Он не поверил, но глаза у него загорелись:
— Это когда же?..
— Немного погодя, — сказал я. — Когда объявят итоги конкурса.
Тираспольский присвистнул:
— Привет...
— Мы же выяснили, что шанс есть.
— Не шанс, а одна тысячная, — уточнил он.
— Пуская одна тысячная, но она существует...
Марк Тираспольский смотрел на меня так пристально, словно стремился разглядеть что-то там, за моей спиной... Глаза его пронизывали меня насквозь, густые черные брови сомкнулись на переносье, на лоб набежали морщины, челюсть выпятилась вперед и подергивалась то вправо, то влево, то вверх, то вниз. Было похоже, как если бы в работу включился мощный компьютер, путем сложных вычислений выбирающий наилучшие варианты.
— Хорошо, — сказал он. — Я все сделаю сам, чтобы никого в это дело не впутывать. Тем более, что и надежды почти никакой...
— Да, — подтвердил я, — есть риск...
— Но я все сделаю.
Он поднялся и, проводив меня до двери кабинета, склонился к моему уху:
— Но ты, конечно, понимаешь, что я это делаю только для тебя...
— Для Пизанской башни, — сказал я.
— Пускай для Пизанской башни, если так тебе больше нравится... Кстати, ничего, если на чертеже, где-нибудь в уголке, будет моя фамилия?.. На всякий случай?..
— Нет, отчего же, — великодушно разрешил я.
Не там, не у Марка Тираспольского поджидала меня осечка... Хотя поначалу все обстояло как нельзя лучше: и машинка с латинским шрифтом была на месте, на столике у окна (туда я первым долгом и бросил взгляд, войдя в комнату с табличкой «Сектор межбиблиотечного обмена»), и Валентин Павлович, как всегда, привстал, широко раскинув руки мне навстречу, и, едва мы присели, тут же сообщил, понизив голос, что кое-что для меня у него припасено...

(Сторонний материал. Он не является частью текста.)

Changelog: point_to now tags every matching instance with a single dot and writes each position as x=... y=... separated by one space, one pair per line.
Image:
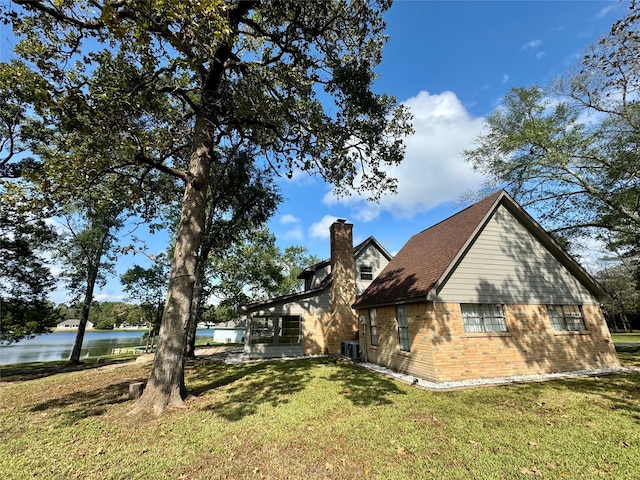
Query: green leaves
x=570 y=152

Помимо того, что Валентин Павлович работал в библиотеке мединститута (почему и требовалась ему латинская машинка), он был еще и завзятый книжник, его домашняя библиотека наполовину состояла из раритетов, при встречах же мы обменивались запретной и полузапретной литературой, то есть ходившими в самиздате стихами Пастернака, Мандельштама и Ахматовой, в которых ничего особенно запретного вроде и не было, но некоторый привкус запретности придавал им дополнительную прелесть.